Though it began as a science fair project involving a shiny Brazilian beetle, Lauren Richey’s research may advance the pursuit of ultra-fast computers that manipulate light rather than electricity.
While still at Springville High School, Lauren approached Brigham Young University professor John Gardner about using his scanning electron microscope to look at the beetle known as Lamprocyphus augustus.
When Lauren and Professor Gardner examined the scales, they noticed something unusual for iridescent surfaces: They reflected the same shade of green at every angle. The reason? Each beetle scale contained a crystal with a honeycomb-like interior that had the same structural arrangement as carbon atoms in a diamond.
What that has to do with futuristic computers is a stretch, but here is how the two connect: Scientists have long dreamed of computer chips based on light rather than electricity. In “optical computing,” chips would need photonic crystals to channel light particles. That’s easier said than done when dealing with high frequencies such as visible light.
During her first year at BYU, Lauren co-authored a study describing the photonic properties of these beetle scales. In reaction, one photonics expert told Wired that “This could motivate another serious round of science.”
Potentially these beetle scales could serve as a mold or template to which semiconductor material, like titanium or silica, can be added. The original beetle material can then be removed with acid leaving an inverse structure of the beetle crystal, a now usable photonic crystal in the visible light regions.
“By using nature as templates, you can create things that you cannot make synthetically,” Lauren said.
Now two years shy of a degree in physics, Lauren received funding from ORCA to examine the photonic crystal structures of two more species of iridescent beetles. With the help of a new ion beam microscope, she’s so far nailed down the structure of one (it’s a “face-centered cubic array of nanoscopic spheres”) and is still working on the other.

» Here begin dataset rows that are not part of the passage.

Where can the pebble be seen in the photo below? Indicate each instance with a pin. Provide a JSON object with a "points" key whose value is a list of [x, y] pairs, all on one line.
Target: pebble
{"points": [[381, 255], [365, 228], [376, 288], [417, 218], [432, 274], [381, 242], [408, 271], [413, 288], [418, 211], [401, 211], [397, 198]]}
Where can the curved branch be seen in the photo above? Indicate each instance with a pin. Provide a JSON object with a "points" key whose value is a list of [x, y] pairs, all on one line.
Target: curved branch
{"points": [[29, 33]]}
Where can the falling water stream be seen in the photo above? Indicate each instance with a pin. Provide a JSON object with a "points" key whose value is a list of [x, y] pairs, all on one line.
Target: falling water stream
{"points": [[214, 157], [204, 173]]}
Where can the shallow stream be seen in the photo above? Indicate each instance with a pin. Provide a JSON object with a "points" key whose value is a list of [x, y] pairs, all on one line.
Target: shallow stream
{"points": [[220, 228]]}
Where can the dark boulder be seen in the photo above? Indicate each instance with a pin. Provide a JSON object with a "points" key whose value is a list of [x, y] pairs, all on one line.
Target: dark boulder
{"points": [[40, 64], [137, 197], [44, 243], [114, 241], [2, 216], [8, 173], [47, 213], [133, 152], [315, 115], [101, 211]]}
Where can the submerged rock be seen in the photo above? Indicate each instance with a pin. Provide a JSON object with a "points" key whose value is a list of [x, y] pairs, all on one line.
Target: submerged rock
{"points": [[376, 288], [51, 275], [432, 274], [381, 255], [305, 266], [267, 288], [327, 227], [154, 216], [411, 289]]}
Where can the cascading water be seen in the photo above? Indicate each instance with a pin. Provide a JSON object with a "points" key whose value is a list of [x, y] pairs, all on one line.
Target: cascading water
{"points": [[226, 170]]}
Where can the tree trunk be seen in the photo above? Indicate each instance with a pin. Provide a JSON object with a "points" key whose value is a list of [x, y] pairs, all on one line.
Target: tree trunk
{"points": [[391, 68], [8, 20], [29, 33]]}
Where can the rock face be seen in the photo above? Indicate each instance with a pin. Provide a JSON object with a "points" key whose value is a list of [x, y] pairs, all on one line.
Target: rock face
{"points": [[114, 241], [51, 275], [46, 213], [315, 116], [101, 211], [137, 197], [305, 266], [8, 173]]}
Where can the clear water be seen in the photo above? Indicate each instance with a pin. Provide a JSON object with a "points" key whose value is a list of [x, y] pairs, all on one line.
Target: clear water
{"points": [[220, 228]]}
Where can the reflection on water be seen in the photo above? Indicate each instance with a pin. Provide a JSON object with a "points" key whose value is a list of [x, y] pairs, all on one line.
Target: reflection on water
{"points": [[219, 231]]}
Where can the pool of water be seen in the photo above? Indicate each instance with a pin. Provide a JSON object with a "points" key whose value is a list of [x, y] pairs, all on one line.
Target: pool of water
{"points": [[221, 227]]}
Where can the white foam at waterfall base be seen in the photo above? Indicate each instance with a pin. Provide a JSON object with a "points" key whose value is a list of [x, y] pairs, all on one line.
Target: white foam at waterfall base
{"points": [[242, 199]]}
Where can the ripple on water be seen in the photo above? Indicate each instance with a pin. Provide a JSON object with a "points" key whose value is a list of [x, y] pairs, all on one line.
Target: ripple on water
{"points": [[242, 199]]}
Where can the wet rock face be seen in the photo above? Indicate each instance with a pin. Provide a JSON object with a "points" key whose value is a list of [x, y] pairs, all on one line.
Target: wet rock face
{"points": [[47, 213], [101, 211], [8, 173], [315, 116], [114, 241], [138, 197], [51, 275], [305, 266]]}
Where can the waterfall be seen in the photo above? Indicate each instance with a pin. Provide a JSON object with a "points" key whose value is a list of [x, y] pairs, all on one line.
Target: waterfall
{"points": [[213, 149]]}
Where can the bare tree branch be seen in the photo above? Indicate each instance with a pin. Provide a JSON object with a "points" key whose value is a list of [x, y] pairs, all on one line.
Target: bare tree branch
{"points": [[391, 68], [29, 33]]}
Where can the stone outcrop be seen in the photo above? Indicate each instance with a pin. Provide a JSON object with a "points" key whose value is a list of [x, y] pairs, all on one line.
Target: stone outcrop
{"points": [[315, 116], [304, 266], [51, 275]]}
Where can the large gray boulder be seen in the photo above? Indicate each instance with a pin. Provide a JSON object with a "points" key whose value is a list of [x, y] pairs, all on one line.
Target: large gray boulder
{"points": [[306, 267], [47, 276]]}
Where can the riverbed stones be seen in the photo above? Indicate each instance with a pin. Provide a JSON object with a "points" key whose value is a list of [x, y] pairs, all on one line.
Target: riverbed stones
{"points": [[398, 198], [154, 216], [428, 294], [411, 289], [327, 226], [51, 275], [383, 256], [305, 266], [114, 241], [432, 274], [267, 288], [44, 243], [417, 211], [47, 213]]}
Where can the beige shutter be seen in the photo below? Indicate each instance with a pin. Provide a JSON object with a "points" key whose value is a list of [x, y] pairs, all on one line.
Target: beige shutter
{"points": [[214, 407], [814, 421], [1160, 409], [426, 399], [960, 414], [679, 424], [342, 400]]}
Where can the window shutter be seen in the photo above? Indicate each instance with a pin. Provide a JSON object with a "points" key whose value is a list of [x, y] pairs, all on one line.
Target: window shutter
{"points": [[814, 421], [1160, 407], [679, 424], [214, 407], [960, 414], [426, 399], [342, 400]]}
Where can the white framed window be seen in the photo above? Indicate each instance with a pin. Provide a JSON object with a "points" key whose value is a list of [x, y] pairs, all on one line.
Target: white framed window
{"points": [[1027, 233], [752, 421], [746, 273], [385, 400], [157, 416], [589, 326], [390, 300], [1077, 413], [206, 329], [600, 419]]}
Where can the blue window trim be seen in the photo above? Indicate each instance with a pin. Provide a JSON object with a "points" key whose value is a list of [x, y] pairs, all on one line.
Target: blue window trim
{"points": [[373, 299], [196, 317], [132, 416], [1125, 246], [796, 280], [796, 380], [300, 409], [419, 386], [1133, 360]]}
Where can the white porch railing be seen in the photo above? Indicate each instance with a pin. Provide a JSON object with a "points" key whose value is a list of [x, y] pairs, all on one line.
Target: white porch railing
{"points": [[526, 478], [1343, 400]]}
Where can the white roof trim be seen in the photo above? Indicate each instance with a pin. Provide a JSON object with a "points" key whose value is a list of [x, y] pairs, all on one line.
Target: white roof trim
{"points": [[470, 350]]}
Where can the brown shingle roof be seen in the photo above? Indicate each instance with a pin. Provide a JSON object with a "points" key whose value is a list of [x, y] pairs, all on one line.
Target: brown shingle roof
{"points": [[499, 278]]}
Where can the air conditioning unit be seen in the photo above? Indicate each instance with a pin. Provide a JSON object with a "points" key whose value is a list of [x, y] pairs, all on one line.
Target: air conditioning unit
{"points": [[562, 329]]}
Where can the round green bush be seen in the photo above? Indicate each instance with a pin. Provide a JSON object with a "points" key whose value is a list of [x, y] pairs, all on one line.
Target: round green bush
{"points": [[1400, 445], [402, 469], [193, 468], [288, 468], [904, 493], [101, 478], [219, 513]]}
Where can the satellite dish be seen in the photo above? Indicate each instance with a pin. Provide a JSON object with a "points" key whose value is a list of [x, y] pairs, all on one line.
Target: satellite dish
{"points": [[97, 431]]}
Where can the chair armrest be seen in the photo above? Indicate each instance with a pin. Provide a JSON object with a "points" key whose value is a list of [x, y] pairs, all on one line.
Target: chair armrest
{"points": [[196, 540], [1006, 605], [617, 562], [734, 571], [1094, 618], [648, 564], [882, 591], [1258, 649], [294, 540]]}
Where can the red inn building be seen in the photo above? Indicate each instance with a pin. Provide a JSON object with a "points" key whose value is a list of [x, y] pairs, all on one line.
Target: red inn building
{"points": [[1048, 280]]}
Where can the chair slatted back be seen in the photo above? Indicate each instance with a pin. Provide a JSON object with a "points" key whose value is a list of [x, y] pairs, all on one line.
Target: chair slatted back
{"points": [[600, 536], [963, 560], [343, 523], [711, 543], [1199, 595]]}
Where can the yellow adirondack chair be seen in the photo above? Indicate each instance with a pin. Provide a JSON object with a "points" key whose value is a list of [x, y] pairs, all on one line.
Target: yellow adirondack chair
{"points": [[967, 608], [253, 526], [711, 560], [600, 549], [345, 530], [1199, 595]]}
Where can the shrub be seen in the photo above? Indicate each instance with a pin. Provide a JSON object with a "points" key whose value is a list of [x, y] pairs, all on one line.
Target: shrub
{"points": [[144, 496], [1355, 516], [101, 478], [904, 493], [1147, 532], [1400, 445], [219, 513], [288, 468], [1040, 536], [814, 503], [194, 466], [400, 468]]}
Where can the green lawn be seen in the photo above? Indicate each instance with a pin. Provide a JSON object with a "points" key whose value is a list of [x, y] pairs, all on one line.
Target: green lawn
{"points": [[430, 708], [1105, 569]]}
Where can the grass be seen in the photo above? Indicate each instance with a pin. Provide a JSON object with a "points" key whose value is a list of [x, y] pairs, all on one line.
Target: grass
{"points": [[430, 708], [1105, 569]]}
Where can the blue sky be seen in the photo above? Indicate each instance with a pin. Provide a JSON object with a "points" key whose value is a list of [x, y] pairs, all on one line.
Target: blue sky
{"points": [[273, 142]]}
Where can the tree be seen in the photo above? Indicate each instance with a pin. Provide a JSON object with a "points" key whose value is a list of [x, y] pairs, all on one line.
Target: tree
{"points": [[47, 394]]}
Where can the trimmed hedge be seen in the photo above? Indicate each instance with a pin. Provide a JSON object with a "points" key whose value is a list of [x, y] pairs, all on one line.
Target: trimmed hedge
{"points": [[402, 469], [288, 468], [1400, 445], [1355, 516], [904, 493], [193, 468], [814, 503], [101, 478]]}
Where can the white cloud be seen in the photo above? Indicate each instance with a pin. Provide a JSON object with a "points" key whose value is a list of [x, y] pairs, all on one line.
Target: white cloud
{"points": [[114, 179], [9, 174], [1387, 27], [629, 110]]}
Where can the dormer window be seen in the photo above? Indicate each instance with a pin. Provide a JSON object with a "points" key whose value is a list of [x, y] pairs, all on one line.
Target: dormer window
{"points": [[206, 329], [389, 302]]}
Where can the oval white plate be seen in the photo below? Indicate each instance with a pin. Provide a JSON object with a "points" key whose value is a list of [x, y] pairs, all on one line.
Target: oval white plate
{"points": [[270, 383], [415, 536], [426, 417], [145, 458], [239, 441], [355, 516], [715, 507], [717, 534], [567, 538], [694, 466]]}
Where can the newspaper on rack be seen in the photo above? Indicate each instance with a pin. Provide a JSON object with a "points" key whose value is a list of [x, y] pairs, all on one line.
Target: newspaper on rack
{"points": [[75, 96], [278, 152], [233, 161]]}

From BYU, Lauren hopes to launch into a Ph.D. program at either MIT or Cal-Berkeley and continue research in photonics.
ORCA grants: What they are and how to get one
Every year BYU awards several hundred undergraduates $1,500 for a research or creative project of their own choosing.
While the projects span a wide range of fields, they all involve mentored learning outside the classroom. The skills and experience gained along the way open doors to grad schools, employers and entrepreneurship. Mentored learning is part of why BYU ranks in the Top 10 nationally in terms of where new Ph.D.s received their undergraduate degrees – and why BYU is a top feeder school for law, medicine and dentistry.